Foto: Ketua Umum Badan Koordinasi Himpunan Mahasiswa Islam Bali Nusa Tenggara (BADKO HMI BALI NUSRA) Rahmat Jayadi Pratama.


INSAN CITA (inciNews.net) MATARAM-
Ketua Umum Badan Koordinasi Himpunan Mahasiswa Islam Bali Nusa Tenggara (BADKO HMI BALI NUSRA) menuding penahanan dan penetapan tersangka terhadap 19 Aktivis Front Perjuangan Rakyat (FPR) Donggo Soromandi Kabupaten Bima Provinsi NTB sebagai bentuk kemunduran demokrasi. 

"Langkah Polda Seperti ini seperti Masa Orba.

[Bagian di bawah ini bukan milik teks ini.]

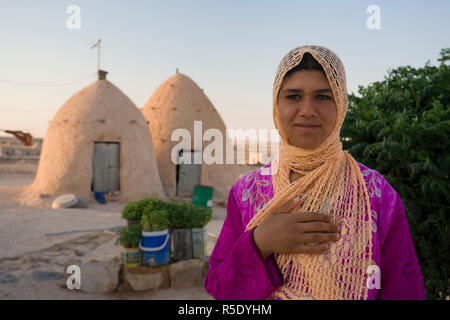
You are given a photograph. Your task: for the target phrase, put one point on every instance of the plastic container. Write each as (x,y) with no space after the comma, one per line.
(155,248)
(132,257)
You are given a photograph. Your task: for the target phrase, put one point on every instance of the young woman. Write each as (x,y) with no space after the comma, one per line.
(314,223)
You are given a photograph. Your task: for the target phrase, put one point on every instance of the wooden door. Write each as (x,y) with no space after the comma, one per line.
(106,167)
(188,175)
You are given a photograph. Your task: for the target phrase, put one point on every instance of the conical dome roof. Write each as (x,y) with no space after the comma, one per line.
(176,104)
(98,113)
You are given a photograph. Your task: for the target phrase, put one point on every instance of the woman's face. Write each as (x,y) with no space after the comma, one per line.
(306,108)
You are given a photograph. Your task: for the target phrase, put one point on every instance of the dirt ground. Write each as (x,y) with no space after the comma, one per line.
(29,244)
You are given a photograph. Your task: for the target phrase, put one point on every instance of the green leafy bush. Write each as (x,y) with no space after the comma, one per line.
(177,214)
(131,211)
(154,220)
(130,236)
(198,217)
(401,128)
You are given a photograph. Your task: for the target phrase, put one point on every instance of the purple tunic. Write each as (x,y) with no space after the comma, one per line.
(237,270)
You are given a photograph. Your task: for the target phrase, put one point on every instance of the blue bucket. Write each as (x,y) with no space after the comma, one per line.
(155,248)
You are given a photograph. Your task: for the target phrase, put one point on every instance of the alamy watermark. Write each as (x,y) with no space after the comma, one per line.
(74,20)
(74,281)
(374,20)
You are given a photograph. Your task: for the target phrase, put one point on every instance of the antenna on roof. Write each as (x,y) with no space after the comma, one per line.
(101,73)
(98,44)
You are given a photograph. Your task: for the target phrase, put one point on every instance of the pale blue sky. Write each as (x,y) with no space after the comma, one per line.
(231,49)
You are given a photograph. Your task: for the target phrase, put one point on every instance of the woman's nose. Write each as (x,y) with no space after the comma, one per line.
(307,108)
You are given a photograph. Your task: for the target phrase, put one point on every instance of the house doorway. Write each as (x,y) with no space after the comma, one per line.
(106,167)
(188,174)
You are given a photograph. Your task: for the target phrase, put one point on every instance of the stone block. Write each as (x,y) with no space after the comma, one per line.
(98,277)
(146,278)
(186,273)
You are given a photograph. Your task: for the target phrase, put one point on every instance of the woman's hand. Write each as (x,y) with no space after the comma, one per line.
(288,233)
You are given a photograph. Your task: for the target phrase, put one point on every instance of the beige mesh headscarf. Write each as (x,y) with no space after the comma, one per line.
(332,184)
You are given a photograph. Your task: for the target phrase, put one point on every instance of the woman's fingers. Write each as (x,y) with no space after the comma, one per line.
(307,249)
(318,237)
(288,206)
(312,216)
(317,226)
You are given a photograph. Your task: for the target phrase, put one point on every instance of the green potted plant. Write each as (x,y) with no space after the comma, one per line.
(199,217)
(129,238)
(180,230)
(155,237)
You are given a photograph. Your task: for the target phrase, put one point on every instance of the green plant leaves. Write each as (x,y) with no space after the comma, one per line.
(401,127)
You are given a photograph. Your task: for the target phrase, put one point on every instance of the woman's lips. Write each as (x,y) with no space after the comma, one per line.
(307,127)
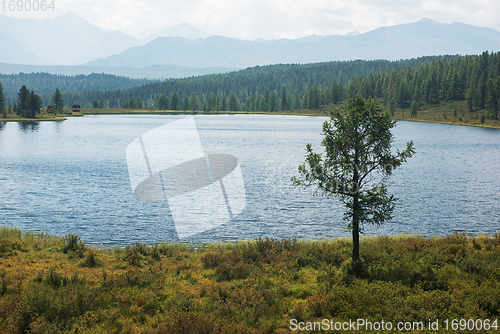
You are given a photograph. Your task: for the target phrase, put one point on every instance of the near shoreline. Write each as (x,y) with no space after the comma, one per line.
(53,284)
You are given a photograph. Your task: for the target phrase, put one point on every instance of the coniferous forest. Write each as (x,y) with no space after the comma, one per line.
(411,84)
(414,84)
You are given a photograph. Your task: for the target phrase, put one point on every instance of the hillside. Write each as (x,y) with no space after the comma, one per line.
(44,84)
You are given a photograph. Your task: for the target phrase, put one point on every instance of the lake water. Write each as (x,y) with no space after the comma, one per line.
(72,177)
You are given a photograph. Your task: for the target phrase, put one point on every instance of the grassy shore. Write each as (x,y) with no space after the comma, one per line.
(43,117)
(446,113)
(51,284)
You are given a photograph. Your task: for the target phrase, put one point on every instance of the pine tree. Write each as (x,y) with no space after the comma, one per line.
(23,102)
(3,109)
(57,101)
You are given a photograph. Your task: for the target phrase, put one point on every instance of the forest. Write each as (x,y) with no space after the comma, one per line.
(44,84)
(414,84)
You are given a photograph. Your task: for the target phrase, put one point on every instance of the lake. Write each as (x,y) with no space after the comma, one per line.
(73,177)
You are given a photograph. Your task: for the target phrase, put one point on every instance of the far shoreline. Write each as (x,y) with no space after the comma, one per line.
(425,116)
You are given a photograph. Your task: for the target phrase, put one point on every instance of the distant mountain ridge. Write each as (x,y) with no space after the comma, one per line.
(405,41)
(183,50)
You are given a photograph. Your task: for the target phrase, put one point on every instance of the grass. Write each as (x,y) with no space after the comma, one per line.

Penahanan tersebut sebagai bentuk pembungkaman yang lebih canggih," sebut Rahmat Jayadi Pratama, Senin (3/7/2023) malam.

19 aktivis yang ditahan lantaran aksi demontrasi menuntut pemerataan infrastruktur jalan yang ada di Wilayah Kabupaten Bima Kecamatan Donggo- Soromandi. Mereka ditahan dan dipenjara sejak tanggal 31 mei 2023 hingga saat ini dan ditetapkan sebagai tersangka.


"Bebaskan saudara pejuang kami. Mereka bukan penjahat atau koruptor. Mereka menuntut dan menyampaikan aspirasi dan isi hatinya kepada pemerintah dan haknya sebagai warga negara,"tegasnya.


Menurut Rahmat, yang dilakukan oleh jajaran Polda NTB  menggunakan instrumen hukum untuk membungkam suara kritis masyarakat  masa aksi FPR Donggo - Soromandi sebagai bentuk kebrutalan. Kebebasan Berpendapat Adalah Hak Setiap Warga Negara.

"Aksi pembungkaman ini memang tidak se-brutal yang terjadi saat zaman Orde Baru. Di mana saat itu pemerintah dengan mudahnya menangkap dan memperkarakan masyarakat sipil maupun aktivis tanpa proses di pengadilan. Sekarang pembungkaman itu lebih canggih menggunakan instrumen hukum untuk membungkam suara kritis," katanya. 

Pembungkaman ini, menurut Rahmat, sangat berbahaya bagi penguatan dan keberadaan demokrasi kita. 


"Kita memang bukan demokrasi liberal. Tapi ingat, bahwa demokrasi itu berdasarkan konstitusi. Dan sudah diatur dan dilindungi di pasal 28 UUD 45,"terangnya.


Pria asal Bima ini, merasa heran mengapa di zaman reformasi seperti sekarang ini masih terjadi gaya pemerintah yang otoritarian.

Ia menduga cara-cara pemerintah yang otoritarian tersebut sengaja dipelihara oleh rezim, sehingga gaya-gaya di masa Orba terulang di masa kini.


“Menurut saya cara-cara seperti itu harus ditinggalkan, tidak boleh lagi diterapkan oleh penegak hukum. Pemerintah juga tidak boleh menggunakan cara-cara itu untuk membungkam kritik. Karena pada dasarnya menyampaikan pendapat, kemudian mengkritik pemerintah, kemudian juga berkumpul, berserikat, berdemonstrasi itu semua dijamin dalam konstitusi,” tuturnya.


Peristiwa penangkapan dan penahanan terhadap Aktivis FPR Donggo Soromandi lanjut Rahmad, merupakan model pemerintahan yang diterapkan di masa Orba.


Menurutnya, model pemerintahan yang otoritarian seperti itu harus segera diakhiri dan harus dilawan.


“Model-model di Orde Baru kan begitu, orang tidak boleh mengkritik pemerintah, mengkritik pemerintah adalah hal yang tabu. Kemudian berdemonstrasi dilarang, menyebarkan kritikan kepada pemerintah dianggap makar, dianggap melawan pemerintah, atau dianggap ingin menjatuhkan kewibawaan pemerintah,” sebutnya.


"Itukan biasanya alasan yang digunakan oleh rezim yang otoriter pada zaman orde Baru, nah sekarang tidak boleh ada dijaman demokrasi saat sekarang,"imbuhnya.